La politique monétaire et le comportement actuel des banques orientent l’argent vers le soutien aux marchés financiers, contre l’emploi et la création de richesses dans les territoires. L’alternative aux politiques néolibérales et la réalisation d’objectifs chiffrés d’emplois exige d’obtenir des banques qu’elles assument leur responsabilité sociale en finançant des investissements démocratiquement décidés et répondant à des critères précis en matière économique (création de valeur ajoutée sur le territoire de la région), sociale (emploi, salaires, formation) et environnementale (économies d’énergie et de matières premières)1. C’est le rôle des fonds régionaux pour l’emploi et la formation.

 

Les fonds régionaux pour l’emploi et la formation (FREF) ne servent pas à financer les investissements publics ou privés avec des fonds publics. Leur objet est de concrétiser, par une aide de la région (sous forme de bonification d’intérêt, de garantie ou des deux à la fois), le rapport des forces créé par des luttes sociales et politiques visant à obliger les banques à financer des projets d’investissements se traduisant par des créations d’emplois ou des consolidations d’emplois existants.

Concrètement,

– si une banque accepte de financer un projet réclamé par les syndicats d’une entreprise ou les élus d’une ville ou de la région, l’emprunteur bénéficiera d’une bonification d’intérêts et d’une garantie apportées par le FREF. Ces techniques d’intervention permettent de mobiliser typiquement 10 euros de crédits bancaires pour 1 euro de fonds publics engagés pour le soutien du projet ;

– la viabilité du projet et sa conformité à des critères sociaux et environnementaux feront l’objet d’une discussion entre les différentes parties prenantes : plus le projet comportera de créations d’emplois et d’efforts de formation, plus la bonification d’intérêts pourra être élevée, jusqu’à réduire le coût de l’emprunt à zéro (voire moins) pour l’entreprise ou la collectivité emprunteuse ;

– une fois un accord trouvé sur le contenu du projet et ses conditions de financement, la responsabilité de décider l’engagement du fonds incombera au Conseil régional ;

– le respect des engagements de la banque et de l’emprunteur fera l’objet d’un contrôle démocratique pendant toute la durée du projet, de sorte que l’aide de la région puisse être interrompue immédiatement si ces engagements ne sont pas tenus ;

– le fonds régional est appelé à développer un partenariat privilégié avec le pôle financier public dont nous demandons la constitution à partir d’institutions financières publiques existantes telles que la BPI, la Caisse des dépôts et consignations, la Banque postale, la Banque de France, et à partir de la nationalisation des grands réseaux bancaires privés ;

– ses interventions seraient d’autant plus puissantes qu’elles s’appuieraient sur un soutien de la politique monétaire ;

– ainsi, les projets soutenus par les fonds régionaux pour l’emploi et la formation devraient être éligibles aux financements du Fonds de développement économique, social et écologique européen, financé par la BCE, dont nous demandons la constitution pour soutenir les efforts de la Grèce mais aussi de tous les peuples d’Europe qui veulent se dégager de l’austérité.

Eléments de chiffrage

Le total du budget de la région Île-de-France consacré à l’action économique est de 161 millions d’euros pour l’année 2015.

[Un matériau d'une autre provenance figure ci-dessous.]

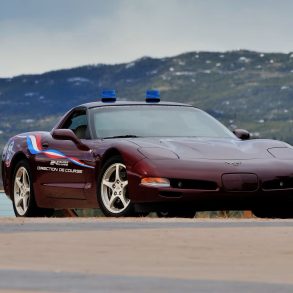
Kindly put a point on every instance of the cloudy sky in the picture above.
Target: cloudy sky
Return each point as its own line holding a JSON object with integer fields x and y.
{"x": 41, "y": 35}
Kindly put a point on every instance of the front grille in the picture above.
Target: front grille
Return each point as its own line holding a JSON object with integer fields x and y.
{"x": 193, "y": 184}
{"x": 278, "y": 183}
{"x": 237, "y": 182}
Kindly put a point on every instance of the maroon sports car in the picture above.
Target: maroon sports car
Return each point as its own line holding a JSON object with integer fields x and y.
{"x": 131, "y": 158}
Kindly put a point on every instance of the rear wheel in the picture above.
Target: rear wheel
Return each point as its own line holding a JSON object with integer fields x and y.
{"x": 24, "y": 203}
{"x": 113, "y": 189}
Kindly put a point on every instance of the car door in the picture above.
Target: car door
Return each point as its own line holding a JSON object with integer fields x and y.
{"x": 67, "y": 170}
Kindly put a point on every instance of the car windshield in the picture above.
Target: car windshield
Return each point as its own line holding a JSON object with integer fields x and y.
{"x": 155, "y": 121}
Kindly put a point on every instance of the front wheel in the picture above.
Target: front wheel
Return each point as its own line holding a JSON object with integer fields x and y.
{"x": 24, "y": 203}
{"x": 113, "y": 189}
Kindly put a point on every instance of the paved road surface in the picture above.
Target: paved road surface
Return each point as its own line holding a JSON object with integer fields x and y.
{"x": 144, "y": 255}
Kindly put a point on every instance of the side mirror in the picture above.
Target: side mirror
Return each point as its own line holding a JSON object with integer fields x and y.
{"x": 68, "y": 134}
{"x": 242, "y": 134}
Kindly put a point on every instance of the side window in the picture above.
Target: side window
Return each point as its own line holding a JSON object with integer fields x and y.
{"x": 77, "y": 122}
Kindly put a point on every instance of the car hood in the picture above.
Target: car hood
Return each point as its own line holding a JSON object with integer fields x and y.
{"x": 205, "y": 148}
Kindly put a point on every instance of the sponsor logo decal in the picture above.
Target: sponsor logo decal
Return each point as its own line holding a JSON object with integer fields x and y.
{"x": 59, "y": 163}
{"x": 34, "y": 147}
{"x": 233, "y": 163}
{"x": 55, "y": 169}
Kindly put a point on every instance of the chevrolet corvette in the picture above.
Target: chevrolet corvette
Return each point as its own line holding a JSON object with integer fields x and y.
{"x": 132, "y": 158}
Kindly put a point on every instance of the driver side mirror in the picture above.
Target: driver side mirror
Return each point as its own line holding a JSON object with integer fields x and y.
{"x": 242, "y": 134}
{"x": 68, "y": 134}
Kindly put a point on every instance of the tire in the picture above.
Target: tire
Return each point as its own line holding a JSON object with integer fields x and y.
{"x": 177, "y": 213}
{"x": 23, "y": 198}
{"x": 113, "y": 189}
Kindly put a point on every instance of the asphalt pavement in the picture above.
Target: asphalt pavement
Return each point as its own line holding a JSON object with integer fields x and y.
{"x": 146, "y": 255}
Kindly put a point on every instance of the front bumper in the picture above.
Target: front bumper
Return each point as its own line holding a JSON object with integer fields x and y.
{"x": 215, "y": 185}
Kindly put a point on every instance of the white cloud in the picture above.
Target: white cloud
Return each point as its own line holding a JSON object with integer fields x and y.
{"x": 65, "y": 33}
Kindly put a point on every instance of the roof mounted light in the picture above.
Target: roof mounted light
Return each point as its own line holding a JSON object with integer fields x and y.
{"x": 108, "y": 96}
{"x": 152, "y": 96}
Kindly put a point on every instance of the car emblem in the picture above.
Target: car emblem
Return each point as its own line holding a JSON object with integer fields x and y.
{"x": 233, "y": 163}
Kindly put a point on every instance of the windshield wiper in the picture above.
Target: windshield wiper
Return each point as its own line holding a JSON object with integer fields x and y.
{"x": 121, "y": 136}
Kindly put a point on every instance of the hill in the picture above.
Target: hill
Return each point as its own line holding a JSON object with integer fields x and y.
{"x": 241, "y": 88}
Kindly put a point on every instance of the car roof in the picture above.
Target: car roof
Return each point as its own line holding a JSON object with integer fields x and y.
{"x": 130, "y": 103}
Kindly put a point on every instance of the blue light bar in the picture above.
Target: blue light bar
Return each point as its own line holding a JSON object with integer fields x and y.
{"x": 108, "y": 96}
{"x": 152, "y": 96}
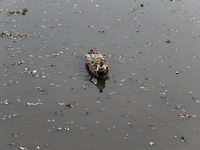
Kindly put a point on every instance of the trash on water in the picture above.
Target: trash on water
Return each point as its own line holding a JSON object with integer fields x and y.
{"x": 11, "y": 144}
{"x": 151, "y": 143}
{"x": 184, "y": 139}
{"x": 69, "y": 105}
{"x": 33, "y": 104}
{"x": 61, "y": 104}
{"x": 181, "y": 116}
{"x": 22, "y": 148}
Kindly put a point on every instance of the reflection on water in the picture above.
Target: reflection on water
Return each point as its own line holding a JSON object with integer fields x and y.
{"x": 100, "y": 84}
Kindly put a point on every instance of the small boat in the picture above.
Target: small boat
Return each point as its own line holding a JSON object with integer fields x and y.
{"x": 93, "y": 59}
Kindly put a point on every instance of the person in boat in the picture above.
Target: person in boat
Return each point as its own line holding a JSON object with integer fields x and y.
{"x": 101, "y": 69}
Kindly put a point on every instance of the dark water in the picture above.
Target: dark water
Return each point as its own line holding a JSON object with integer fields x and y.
{"x": 135, "y": 106}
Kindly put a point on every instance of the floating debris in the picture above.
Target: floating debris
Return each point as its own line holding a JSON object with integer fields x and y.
{"x": 69, "y": 105}
{"x": 20, "y": 35}
{"x": 181, "y": 116}
{"x": 14, "y": 12}
{"x": 115, "y": 93}
{"x": 6, "y": 117}
{"x": 59, "y": 113}
{"x": 184, "y": 139}
{"x": 151, "y": 143}
{"x": 22, "y": 148}
{"x": 120, "y": 59}
{"x": 33, "y": 104}
{"x": 63, "y": 129}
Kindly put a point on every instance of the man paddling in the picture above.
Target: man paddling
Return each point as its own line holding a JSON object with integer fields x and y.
{"x": 101, "y": 69}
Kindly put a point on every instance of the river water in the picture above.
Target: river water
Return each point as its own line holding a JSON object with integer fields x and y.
{"x": 153, "y": 56}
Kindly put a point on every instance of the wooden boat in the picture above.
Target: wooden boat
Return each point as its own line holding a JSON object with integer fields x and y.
{"x": 93, "y": 59}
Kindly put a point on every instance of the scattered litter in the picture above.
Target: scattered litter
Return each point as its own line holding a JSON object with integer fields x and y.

Si une somme équivalente était consacrée à des bonifications d’intérêts de 2 points, permettant de ramener à 0, en moyenne, le coût des crédits ainsi encouragés, elle pourrait s’appliquer à un montant de crédits de 8 milliards d’euros, soit 1,4 % du total des crédits accordés par les banques en Île-de-France (580 milliards au 31 juillet 2015 pour 560 milliards de dépôts dans les banques franciliennes à la même date).

Ces crédits peuvent représenter 40 % du financement d’investissements supplémentaires atteignant donc un montant de 20 milliards d’euros, dont on peut estimer qu’ils pourraient permettre la création de quelque 200 000 emplois.

Ces 200 000 emplois permettraient chaque année la création de 16 milliards de valeur ajoutée supplémentaire pouvant supporter des prélèvements fiscaux et sociaux de l’ordre de 8 milliards sans augmentation de la pression fiscale sur les entreprises et les ménages.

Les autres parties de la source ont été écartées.